On Tue, 19 May 1998, George wrote:
> I did that with my Buffer System, it has a little flag in buffer.h for a
> 'BUFFER_MEMORY' flag you can turn on. It gets really slow when you do
> that, but it does track all memory and report overruns. The only real
> problem with it is that currently (on x86), it allocates a 28 byte
> structure for tracking, even if you do a 1 byte allocation. :) I'll
> probably separate the buffer/memory structures so that there is less
> overhead in the future and my hash table should improve the speed. (On cue
> for v1.8)
The structure I use looks to be about 16 bytes at the moment. A hash
table is a very good idea. Do you hash by address?
> It does magic number checking currently, when released. It does a report,
> although the report by type would be nice. Unfortunately, it would be far
> too much to list for all of the malloc() allocations.
I was thinking I'll probably start out by changing the CREATE macro to
call my new allocation function with the MEM_UNKOWN type. Then I can
add CREATE_CHAR macros and make changes a few at a time. It may be worth
it just to have the check for bad free() calls and periodic magic number
checks. It'd also be nice to be able to write new code with a unique
MEM_TYPE to make check for memory problems while the code is still fresh.
I think I'll be adding a check_sanity() function that will check for
overruns or invalid pointers on demand for a single pointer.
> Not totally necessary. If something is allocated in 'parse_object', well,
> you know what it is. :)
Is there a portable way to know the current function?
I'm probably going to try throwing this together and installing it in
stock pl12 to get an idea of how it'll work out.

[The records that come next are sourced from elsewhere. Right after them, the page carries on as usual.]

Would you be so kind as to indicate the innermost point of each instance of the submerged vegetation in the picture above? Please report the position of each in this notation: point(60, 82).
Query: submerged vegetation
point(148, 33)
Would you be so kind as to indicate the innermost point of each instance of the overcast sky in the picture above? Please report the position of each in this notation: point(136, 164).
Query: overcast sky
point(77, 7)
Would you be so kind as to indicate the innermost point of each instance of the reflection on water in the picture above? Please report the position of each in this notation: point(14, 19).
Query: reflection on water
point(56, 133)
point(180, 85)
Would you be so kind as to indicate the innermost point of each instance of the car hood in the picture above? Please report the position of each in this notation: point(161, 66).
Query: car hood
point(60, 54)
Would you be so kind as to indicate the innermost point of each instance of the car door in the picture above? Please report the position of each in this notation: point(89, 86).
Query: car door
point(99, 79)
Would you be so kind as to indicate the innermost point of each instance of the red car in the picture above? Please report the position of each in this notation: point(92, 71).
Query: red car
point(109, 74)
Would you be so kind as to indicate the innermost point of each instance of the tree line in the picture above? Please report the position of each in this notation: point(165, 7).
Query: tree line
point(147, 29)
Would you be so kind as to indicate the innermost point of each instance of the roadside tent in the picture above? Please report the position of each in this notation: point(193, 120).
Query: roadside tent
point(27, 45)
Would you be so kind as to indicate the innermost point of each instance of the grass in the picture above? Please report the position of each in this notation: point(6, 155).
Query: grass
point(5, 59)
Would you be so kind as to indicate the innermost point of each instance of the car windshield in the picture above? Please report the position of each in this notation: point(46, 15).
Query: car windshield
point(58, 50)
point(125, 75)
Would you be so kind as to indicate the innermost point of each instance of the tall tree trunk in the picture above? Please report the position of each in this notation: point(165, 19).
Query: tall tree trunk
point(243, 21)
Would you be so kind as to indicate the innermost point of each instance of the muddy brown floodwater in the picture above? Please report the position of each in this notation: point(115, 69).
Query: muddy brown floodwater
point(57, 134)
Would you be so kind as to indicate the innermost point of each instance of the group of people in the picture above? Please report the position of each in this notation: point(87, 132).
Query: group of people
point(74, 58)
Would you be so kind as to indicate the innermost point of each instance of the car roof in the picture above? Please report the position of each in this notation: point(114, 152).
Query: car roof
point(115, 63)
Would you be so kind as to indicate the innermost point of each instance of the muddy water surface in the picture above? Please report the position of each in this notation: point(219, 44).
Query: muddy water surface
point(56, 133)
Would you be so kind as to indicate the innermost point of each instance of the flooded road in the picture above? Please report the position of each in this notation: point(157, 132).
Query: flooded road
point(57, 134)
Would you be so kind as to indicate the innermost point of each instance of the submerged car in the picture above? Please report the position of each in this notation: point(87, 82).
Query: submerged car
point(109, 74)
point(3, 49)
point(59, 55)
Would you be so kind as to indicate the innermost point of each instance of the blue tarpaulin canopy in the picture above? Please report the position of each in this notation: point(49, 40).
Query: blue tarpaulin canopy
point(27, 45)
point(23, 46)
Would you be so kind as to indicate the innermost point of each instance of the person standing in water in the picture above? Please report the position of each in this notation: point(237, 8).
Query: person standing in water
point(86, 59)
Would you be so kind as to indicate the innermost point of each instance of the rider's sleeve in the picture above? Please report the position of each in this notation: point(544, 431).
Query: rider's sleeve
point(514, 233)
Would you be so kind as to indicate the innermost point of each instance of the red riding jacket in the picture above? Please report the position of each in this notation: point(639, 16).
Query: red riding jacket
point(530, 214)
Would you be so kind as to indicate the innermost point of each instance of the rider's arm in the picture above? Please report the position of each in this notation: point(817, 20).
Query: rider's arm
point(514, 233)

I don't think I'd want
to use this fulltime, but I think it would be very useful as a
compile-time debugging option, and would be great to use on new code for a
month or two after writing it.
If you put a lock bit on the structure (maybe a negative memblock->type)
it might also be useful as a quick and dirty way of making data thread
safe, although the supporting code would be a lot of work.